Nevskij battaglia COP 800

 

Nella stessa estate del 1240 anche un gruppo di ‘cristiani latini’, così chiamati nelle cronache di Novgorod – ma in realtà tedeschi, danesi, svedesi ed estoni tra i quali il gruppo più numeroso era costituto da cavalieri teutonici –, si era insediato nella Vozia, regione ad oriente del lago Peipus costruendo una fortezza ad una ventina di chilometri dal mare nei pressi di Kopor lungo il fiume Luga. Il contrattacco non fu immediato sia per la battaglia appena combattuta con gli svedesi, sia per divergenze politiche all’interno del principato di Novgorod.

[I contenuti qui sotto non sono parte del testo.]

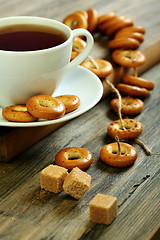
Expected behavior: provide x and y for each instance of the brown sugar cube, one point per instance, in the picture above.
(103, 209)
(77, 183)
(52, 178)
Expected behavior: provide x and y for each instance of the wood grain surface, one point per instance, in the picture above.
(27, 212)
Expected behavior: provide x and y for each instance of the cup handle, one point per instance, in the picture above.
(84, 54)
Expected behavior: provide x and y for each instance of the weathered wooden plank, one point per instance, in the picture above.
(137, 188)
(26, 212)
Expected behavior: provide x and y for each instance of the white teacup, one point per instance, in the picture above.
(30, 72)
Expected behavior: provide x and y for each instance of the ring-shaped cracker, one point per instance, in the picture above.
(92, 19)
(137, 81)
(138, 29)
(135, 35)
(105, 17)
(128, 58)
(74, 157)
(123, 23)
(71, 102)
(105, 67)
(76, 20)
(110, 154)
(17, 113)
(132, 129)
(78, 46)
(130, 106)
(45, 106)
(123, 43)
(133, 91)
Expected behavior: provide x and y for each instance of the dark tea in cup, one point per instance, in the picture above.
(27, 37)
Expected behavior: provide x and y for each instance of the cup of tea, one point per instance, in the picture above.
(35, 55)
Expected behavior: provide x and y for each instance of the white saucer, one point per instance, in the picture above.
(81, 82)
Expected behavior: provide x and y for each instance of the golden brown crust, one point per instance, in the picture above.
(45, 106)
(17, 113)
(123, 43)
(110, 155)
(76, 20)
(72, 157)
(128, 58)
(130, 106)
(105, 68)
(137, 81)
(133, 91)
(71, 102)
(132, 129)
(92, 19)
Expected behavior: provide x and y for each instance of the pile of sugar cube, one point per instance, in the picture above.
(53, 178)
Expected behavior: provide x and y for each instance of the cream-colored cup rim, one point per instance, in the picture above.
(8, 21)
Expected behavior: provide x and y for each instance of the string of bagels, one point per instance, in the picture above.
(124, 39)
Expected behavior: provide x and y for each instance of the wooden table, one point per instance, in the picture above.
(26, 212)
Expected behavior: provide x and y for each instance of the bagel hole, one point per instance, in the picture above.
(46, 103)
(114, 150)
(74, 23)
(127, 102)
(73, 155)
(20, 109)
(125, 125)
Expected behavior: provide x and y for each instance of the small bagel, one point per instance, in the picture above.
(128, 58)
(135, 35)
(105, 17)
(83, 12)
(17, 113)
(132, 129)
(45, 106)
(133, 91)
(137, 81)
(123, 23)
(74, 157)
(76, 20)
(92, 19)
(130, 106)
(78, 46)
(105, 67)
(108, 23)
(124, 43)
(138, 29)
(110, 154)
(71, 102)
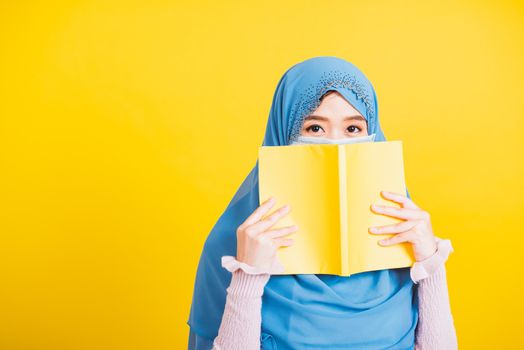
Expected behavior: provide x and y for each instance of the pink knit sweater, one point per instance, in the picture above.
(241, 322)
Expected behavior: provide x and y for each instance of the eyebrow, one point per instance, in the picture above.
(319, 117)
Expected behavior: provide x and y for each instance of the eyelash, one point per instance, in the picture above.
(309, 127)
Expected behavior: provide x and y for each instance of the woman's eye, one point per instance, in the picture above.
(314, 128)
(352, 129)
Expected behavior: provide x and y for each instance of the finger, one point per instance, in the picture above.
(401, 213)
(281, 231)
(398, 238)
(283, 242)
(270, 220)
(393, 228)
(399, 198)
(259, 212)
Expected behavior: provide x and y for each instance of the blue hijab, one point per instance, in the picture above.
(368, 310)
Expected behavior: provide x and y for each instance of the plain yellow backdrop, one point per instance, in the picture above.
(126, 127)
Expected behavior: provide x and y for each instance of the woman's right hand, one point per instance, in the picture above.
(257, 243)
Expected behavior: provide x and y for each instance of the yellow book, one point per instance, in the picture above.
(330, 188)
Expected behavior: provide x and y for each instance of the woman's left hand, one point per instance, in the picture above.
(416, 228)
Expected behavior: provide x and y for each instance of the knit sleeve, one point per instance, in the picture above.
(435, 329)
(240, 327)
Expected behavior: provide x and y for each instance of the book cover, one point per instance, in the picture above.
(330, 188)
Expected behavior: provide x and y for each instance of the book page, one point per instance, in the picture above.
(371, 168)
(306, 178)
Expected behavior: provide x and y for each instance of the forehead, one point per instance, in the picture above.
(335, 107)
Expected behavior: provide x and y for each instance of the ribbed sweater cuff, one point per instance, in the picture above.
(248, 285)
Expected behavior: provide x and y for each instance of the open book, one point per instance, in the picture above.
(330, 188)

Nevskij, che era stato allontanato dal potere, fu richiamato e in una prima campagna nel 1241 conquistò Kopor e fece giustiziare gli abitanti della Vozia che avevano collaborato con il nemico. Gli scontri proseguirono fino ai primi di aprile del 1242, quando Nevskij incontrò finalmente l’esercito nemico e lo sconfisse in una battaglia sulle rive del lago gelato.

 

Icona a mosaico di St. Nevskij a Sofia, in Bulgaria
Icona a mosaico di St. Nevskij a Sofia, in Bulgaria

 

Proprio la presenza di lastroni di ghiaccio, che si ruppero sotto il peso dei cavalieri teutonici facendoli annegare, conferì alla battaglia fama duratura. Lo scontro coinvolse poche migliaia di uomini da una parte e dall’altra, ma assunse un grande significato simbolico per l’identità nazionale russa, anche se sembra ormai che non di ghiaccio si trattasse ma di pantano dovuto al disgelo. Nel 1542 Nevskij fu proclamato santo dal sinodo della chiesa ortodossa. Pietro il Grande ordinò la costruzione di un monastero sul luogo della prima battaglia e fece trasportare a San Pietroburgo i resti del santo. La grande fama al personaggio derivò però da un film girato nel 1938 dal regista Ejzenstejn (l’immagine di copertina), in chiave ferocemente anti nazista, molto apprezzato all’estero e in Unione Sovietica, ma con alterne vicende di pubblico. Il film infatti non girò nelle sale durante il periodo del patto di non aggressione tra Stalin e Hitler, ma si trasformò in un successo straordinario a partire dal giugno 1941, dopo cioè l’aggressione tedesca all’Unione Sovietica.